Et zut, elle avait parlé trop fort. C'était elle, l'abrutie. Elle recula précipitamment en entendant le pas lourd d'Andercius se rapprocher. Ce faisant, elle se cogna dans une étagère. Un livre en position instable lui tomba sur la tête avant de s'écraser au sol avec un bruit sourd. À moitié sonnée, la jeune femme ne prit pas le temps de se ressaisir et courut vers l'autre porte, qu'elle ouvrit précipitamment avant de s'enfuir sans demander son reste tandis que ce balourd de Derco la sommait de s'arrêter.

Cours toujours...

Six se rangea sur son passage pour lui permettre de sortir en trombe. Les poumons en feu, elle se jeta dans le premier VAELS qu'elle aperçut et décolla.

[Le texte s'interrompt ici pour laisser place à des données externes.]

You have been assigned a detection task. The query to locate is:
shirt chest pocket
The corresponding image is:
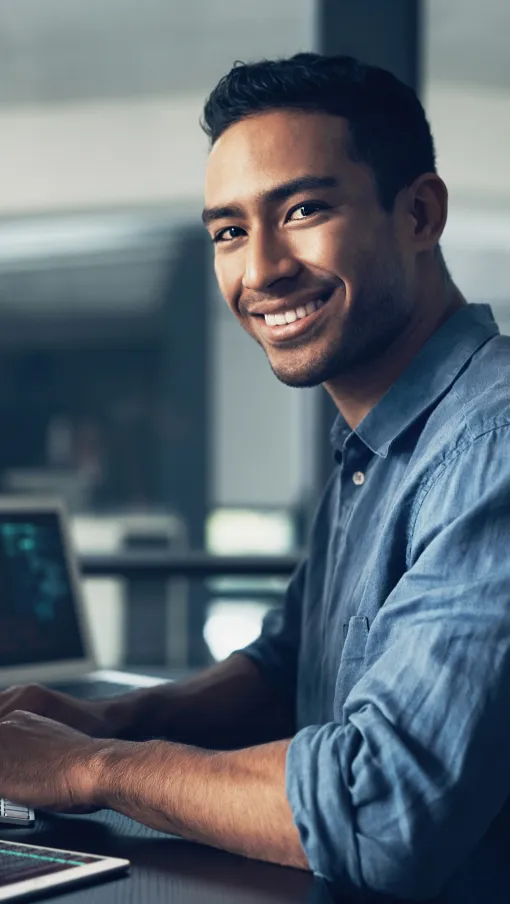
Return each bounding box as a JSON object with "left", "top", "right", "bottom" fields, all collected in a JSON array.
[{"left": 333, "top": 615, "right": 370, "bottom": 721}]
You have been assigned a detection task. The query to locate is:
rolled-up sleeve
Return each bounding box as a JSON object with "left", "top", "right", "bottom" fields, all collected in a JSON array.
[{"left": 286, "top": 429, "right": 510, "bottom": 900}]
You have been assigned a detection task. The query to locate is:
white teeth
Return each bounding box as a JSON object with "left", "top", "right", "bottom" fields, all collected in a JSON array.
[{"left": 264, "top": 298, "right": 326, "bottom": 326}]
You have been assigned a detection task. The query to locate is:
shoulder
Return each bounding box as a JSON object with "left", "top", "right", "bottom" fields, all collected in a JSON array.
[
  {"left": 414, "top": 333, "right": 510, "bottom": 479},
  {"left": 407, "top": 335, "right": 510, "bottom": 550},
  {"left": 452, "top": 333, "right": 510, "bottom": 438}
]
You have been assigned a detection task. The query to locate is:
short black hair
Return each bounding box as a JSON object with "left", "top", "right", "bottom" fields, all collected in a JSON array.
[{"left": 202, "top": 53, "right": 437, "bottom": 213}]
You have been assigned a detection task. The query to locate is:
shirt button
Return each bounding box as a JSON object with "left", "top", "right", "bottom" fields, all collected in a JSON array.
[{"left": 352, "top": 471, "right": 365, "bottom": 486}]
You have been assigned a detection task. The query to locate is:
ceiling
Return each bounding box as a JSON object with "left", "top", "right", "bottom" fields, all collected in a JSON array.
[
  {"left": 0, "top": 0, "right": 508, "bottom": 108},
  {"left": 0, "top": 0, "right": 314, "bottom": 106}
]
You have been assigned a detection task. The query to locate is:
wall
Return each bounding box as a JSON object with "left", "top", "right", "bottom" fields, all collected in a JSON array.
[{"left": 0, "top": 0, "right": 319, "bottom": 512}]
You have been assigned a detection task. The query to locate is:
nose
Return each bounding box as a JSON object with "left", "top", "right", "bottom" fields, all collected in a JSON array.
[{"left": 241, "top": 226, "right": 300, "bottom": 292}]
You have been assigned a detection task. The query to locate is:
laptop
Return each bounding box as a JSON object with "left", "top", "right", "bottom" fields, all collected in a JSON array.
[{"left": 0, "top": 497, "right": 168, "bottom": 699}]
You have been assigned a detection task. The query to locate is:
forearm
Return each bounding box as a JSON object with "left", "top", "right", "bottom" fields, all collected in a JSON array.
[
  {"left": 107, "top": 653, "right": 295, "bottom": 748},
  {"left": 93, "top": 736, "right": 309, "bottom": 871}
]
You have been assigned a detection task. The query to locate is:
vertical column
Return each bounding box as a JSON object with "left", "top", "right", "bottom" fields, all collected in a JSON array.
[{"left": 317, "top": 0, "right": 421, "bottom": 88}]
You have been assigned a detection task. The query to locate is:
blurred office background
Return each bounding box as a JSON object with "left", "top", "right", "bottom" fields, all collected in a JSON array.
[{"left": 0, "top": 0, "right": 508, "bottom": 673}]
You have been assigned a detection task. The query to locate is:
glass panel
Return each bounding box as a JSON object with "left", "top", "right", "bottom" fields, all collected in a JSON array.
[
  {"left": 204, "top": 600, "right": 274, "bottom": 663},
  {"left": 424, "top": 0, "right": 510, "bottom": 333},
  {"left": 203, "top": 507, "right": 296, "bottom": 661}
]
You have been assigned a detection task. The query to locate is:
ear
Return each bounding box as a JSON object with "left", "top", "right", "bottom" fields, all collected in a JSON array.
[{"left": 403, "top": 173, "right": 448, "bottom": 252}]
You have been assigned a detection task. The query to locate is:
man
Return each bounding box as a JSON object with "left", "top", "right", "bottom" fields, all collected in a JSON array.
[{"left": 0, "top": 53, "right": 510, "bottom": 901}]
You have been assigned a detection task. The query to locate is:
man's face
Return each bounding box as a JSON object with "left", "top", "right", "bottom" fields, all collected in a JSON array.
[{"left": 203, "top": 109, "right": 415, "bottom": 388}]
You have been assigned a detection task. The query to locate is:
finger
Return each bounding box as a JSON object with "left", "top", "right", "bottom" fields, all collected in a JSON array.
[
  {"left": 0, "top": 689, "right": 19, "bottom": 717},
  {"left": 0, "top": 685, "right": 39, "bottom": 717}
]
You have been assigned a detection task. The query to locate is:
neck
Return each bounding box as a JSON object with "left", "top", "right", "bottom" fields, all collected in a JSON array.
[{"left": 324, "top": 276, "right": 468, "bottom": 430}]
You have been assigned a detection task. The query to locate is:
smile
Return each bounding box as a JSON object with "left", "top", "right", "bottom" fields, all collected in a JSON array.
[
  {"left": 256, "top": 291, "right": 333, "bottom": 343},
  {"left": 264, "top": 297, "right": 326, "bottom": 326}
]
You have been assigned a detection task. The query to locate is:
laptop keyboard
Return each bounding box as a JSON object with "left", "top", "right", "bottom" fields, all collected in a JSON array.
[
  {"left": 0, "top": 841, "right": 87, "bottom": 882},
  {"left": 50, "top": 680, "right": 141, "bottom": 700}
]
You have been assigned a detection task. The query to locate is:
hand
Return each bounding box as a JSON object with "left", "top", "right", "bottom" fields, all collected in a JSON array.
[
  {"left": 0, "top": 710, "right": 110, "bottom": 812},
  {"left": 0, "top": 684, "right": 129, "bottom": 739}
]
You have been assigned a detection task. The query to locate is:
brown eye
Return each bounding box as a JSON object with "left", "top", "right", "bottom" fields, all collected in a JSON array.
[
  {"left": 213, "top": 226, "right": 245, "bottom": 244},
  {"left": 287, "top": 202, "right": 328, "bottom": 221}
]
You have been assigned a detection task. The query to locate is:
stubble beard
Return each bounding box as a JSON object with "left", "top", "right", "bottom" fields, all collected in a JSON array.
[{"left": 265, "top": 262, "right": 413, "bottom": 389}]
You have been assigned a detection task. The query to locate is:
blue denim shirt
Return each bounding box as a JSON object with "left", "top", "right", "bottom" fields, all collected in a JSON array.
[{"left": 242, "top": 304, "right": 510, "bottom": 902}]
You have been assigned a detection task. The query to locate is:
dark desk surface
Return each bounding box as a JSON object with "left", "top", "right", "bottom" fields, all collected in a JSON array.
[{"left": 0, "top": 809, "right": 329, "bottom": 904}]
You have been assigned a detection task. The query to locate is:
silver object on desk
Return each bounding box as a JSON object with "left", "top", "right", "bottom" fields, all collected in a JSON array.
[{"left": 0, "top": 801, "right": 34, "bottom": 827}]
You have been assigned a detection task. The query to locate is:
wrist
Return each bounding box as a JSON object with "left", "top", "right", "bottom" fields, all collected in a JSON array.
[
  {"left": 100, "top": 686, "right": 173, "bottom": 739},
  {"left": 86, "top": 738, "right": 136, "bottom": 808}
]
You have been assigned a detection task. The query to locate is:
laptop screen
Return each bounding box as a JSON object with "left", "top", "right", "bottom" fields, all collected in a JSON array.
[{"left": 0, "top": 511, "right": 85, "bottom": 666}]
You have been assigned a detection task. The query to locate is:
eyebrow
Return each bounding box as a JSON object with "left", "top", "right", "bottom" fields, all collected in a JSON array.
[{"left": 201, "top": 174, "right": 340, "bottom": 226}]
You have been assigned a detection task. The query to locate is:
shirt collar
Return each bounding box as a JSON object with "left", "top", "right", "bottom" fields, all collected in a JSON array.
[{"left": 330, "top": 303, "right": 499, "bottom": 458}]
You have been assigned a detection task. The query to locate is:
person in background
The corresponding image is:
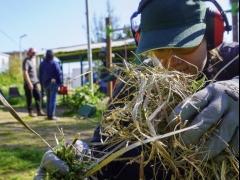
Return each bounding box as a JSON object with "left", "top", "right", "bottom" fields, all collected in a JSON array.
[
  {"left": 83, "top": 73, "right": 89, "bottom": 84},
  {"left": 93, "top": 72, "right": 98, "bottom": 84},
  {"left": 39, "top": 50, "right": 63, "bottom": 120},
  {"left": 98, "top": 71, "right": 108, "bottom": 95},
  {"left": 22, "top": 47, "right": 46, "bottom": 117},
  {"left": 84, "top": 72, "right": 98, "bottom": 84},
  {"left": 34, "top": 0, "right": 239, "bottom": 179}
]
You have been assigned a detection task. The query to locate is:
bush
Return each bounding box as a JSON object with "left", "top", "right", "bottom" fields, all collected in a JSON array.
[
  {"left": 6, "top": 97, "right": 25, "bottom": 106},
  {"left": 0, "top": 55, "right": 23, "bottom": 86},
  {"left": 0, "top": 54, "right": 25, "bottom": 106},
  {"left": 64, "top": 83, "right": 105, "bottom": 116}
]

Comme elle reprenait son souffle, son butin posé à côté d'elle, la voix de sa sœur résonna dans sa tête déjà martelée par le battement précipité du sang dans ses tempes.

Perséphone, je sais que c'était toi ! Qu'est-ce que tu fabriquais dans la bibliothèque, bon sang ?

Hors de question qu'elle lui réponde. Au lieu de se comporter comme une sœur, elle l'avait fait passer pour une meurtrière en puissance ; au lieu de se comporter comme une fille aimante, elle refusait de faire le nécessaire pour le repos de l'âme de son père. Ignorant les imprécations silencieuses d'Hélia, elle se mit à chanter à tue-tête en pensant le plus fort possible aux paroles pour brouiller la communication.